Erland Josephson, Bergman Star, Dead at 88

We were just talking about Scenes From a Marriage, too: The Swedish actor-writer-director Erland Josephson has died following a protracted battle with Parkinson's Disease. He was 88. Josephson came to prominence as a friend, theater colleague and eventual ensemble player for the great Ingmar Bergman, finally breaking into the leading-man ranks in the filmmaker's seminal relationship epic Scenes before eventually diversifying with roles in films by Peter Greenaway (Prospero's Books), Philip Kaufman (The Unbearable Light of Being) and, most indelibly, Andrei Tarkovsky, who cast Josephson in his 1986 masterpiece The Sacrifice. Very sad. R.I.P. [NYT]



Comments

  • Jack Knive says:

    Please see Saraband. Yes, it sees the lovers from Scenes giving one another a glance after lifetimes apart. But it isn't about that.

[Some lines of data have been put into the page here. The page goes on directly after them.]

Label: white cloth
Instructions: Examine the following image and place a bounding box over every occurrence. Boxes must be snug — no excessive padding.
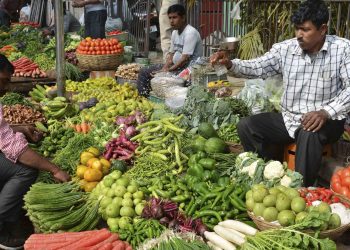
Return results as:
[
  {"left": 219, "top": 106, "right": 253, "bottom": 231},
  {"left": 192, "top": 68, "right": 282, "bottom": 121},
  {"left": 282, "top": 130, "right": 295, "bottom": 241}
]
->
[
  {"left": 169, "top": 24, "right": 203, "bottom": 64},
  {"left": 230, "top": 35, "right": 350, "bottom": 138}
]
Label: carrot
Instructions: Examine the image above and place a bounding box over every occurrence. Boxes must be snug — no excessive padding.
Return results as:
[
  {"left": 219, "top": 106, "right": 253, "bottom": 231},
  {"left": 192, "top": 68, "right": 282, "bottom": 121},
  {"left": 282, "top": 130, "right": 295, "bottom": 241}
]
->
[
  {"left": 60, "top": 229, "right": 111, "bottom": 250},
  {"left": 90, "top": 234, "right": 119, "bottom": 250},
  {"left": 81, "top": 122, "right": 89, "bottom": 134},
  {"left": 98, "top": 242, "right": 113, "bottom": 250},
  {"left": 75, "top": 124, "right": 82, "bottom": 133},
  {"left": 112, "top": 240, "right": 125, "bottom": 250}
]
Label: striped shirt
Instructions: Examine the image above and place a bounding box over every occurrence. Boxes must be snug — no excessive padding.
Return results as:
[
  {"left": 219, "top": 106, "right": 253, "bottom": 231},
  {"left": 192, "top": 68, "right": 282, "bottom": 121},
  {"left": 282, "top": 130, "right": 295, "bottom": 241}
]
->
[
  {"left": 0, "top": 106, "right": 28, "bottom": 162},
  {"left": 229, "top": 35, "right": 350, "bottom": 138}
]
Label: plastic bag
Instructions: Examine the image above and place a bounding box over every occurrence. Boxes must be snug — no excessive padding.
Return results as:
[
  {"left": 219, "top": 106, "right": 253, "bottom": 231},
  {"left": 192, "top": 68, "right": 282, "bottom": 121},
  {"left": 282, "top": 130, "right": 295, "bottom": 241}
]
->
[
  {"left": 105, "top": 17, "right": 123, "bottom": 32},
  {"left": 19, "top": 5, "right": 30, "bottom": 22}
]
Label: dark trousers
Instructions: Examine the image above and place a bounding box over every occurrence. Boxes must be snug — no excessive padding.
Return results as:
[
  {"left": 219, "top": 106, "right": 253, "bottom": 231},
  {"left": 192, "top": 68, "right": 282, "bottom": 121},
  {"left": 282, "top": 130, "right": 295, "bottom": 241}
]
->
[
  {"left": 0, "top": 153, "right": 38, "bottom": 229},
  {"left": 137, "top": 64, "right": 163, "bottom": 97},
  {"left": 0, "top": 10, "right": 11, "bottom": 27},
  {"left": 237, "top": 113, "right": 345, "bottom": 187},
  {"left": 85, "top": 10, "right": 107, "bottom": 39}
]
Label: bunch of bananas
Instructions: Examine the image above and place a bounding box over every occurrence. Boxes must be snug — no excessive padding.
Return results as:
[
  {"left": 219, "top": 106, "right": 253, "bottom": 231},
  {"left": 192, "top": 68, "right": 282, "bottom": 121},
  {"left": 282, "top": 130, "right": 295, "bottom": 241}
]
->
[
  {"left": 41, "top": 97, "right": 79, "bottom": 120},
  {"left": 66, "top": 77, "right": 138, "bottom": 103}
]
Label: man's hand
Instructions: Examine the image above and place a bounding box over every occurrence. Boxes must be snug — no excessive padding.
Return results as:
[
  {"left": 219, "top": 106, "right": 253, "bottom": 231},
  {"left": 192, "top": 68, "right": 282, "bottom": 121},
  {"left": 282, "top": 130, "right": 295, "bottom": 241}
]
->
[
  {"left": 301, "top": 109, "right": 329, "bottom": 132},
  {"left": 52, "top": 169, "right": 70, "bottom": 182},
  {"left": 210, "top": 51, "right": 232, "bottom": 69},
  {"left": 72, "top": 0, "right": 85, "bottom": 8}
]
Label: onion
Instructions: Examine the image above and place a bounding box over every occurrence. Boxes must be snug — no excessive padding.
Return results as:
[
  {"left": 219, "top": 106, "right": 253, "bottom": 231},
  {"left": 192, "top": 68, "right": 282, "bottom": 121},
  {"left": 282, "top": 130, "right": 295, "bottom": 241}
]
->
[{"left": 159, "top": 217, "right": 170, "bottom": 226}]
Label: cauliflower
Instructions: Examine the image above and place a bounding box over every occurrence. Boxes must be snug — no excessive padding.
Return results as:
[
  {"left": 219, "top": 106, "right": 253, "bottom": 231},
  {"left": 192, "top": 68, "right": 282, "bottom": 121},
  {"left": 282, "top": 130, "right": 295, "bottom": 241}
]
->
[
  {"left": 248, "top": 159, "right": 261, "bottom": 178},
  {"left": 280, "top": 175, "right": 292, "bottom": 187},
  {"left": 264, "top": 161, "right": 284, "bottom": 180}
]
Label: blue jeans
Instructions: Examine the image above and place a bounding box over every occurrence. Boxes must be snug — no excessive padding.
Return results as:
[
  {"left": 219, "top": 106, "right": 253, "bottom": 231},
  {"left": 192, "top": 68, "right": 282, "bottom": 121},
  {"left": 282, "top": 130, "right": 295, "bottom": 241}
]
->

    It was no "minor work," as the critical consensus sound-byte suggests.

    The final note of the final coda with Marianne took Bergman a lifetime to create. And Erland Josephson's performance as the unrelenting Johan is one of the bravest I have scene in cinema.

    We may have forgotten as a culture that human beings who've held onto deliberate lives into their 80's may actually have access to a wisdom we cannot fully qualify, arch snarkers that we are.

    A truly great actor. To borrow a phrase-- we shall not look upon his like again.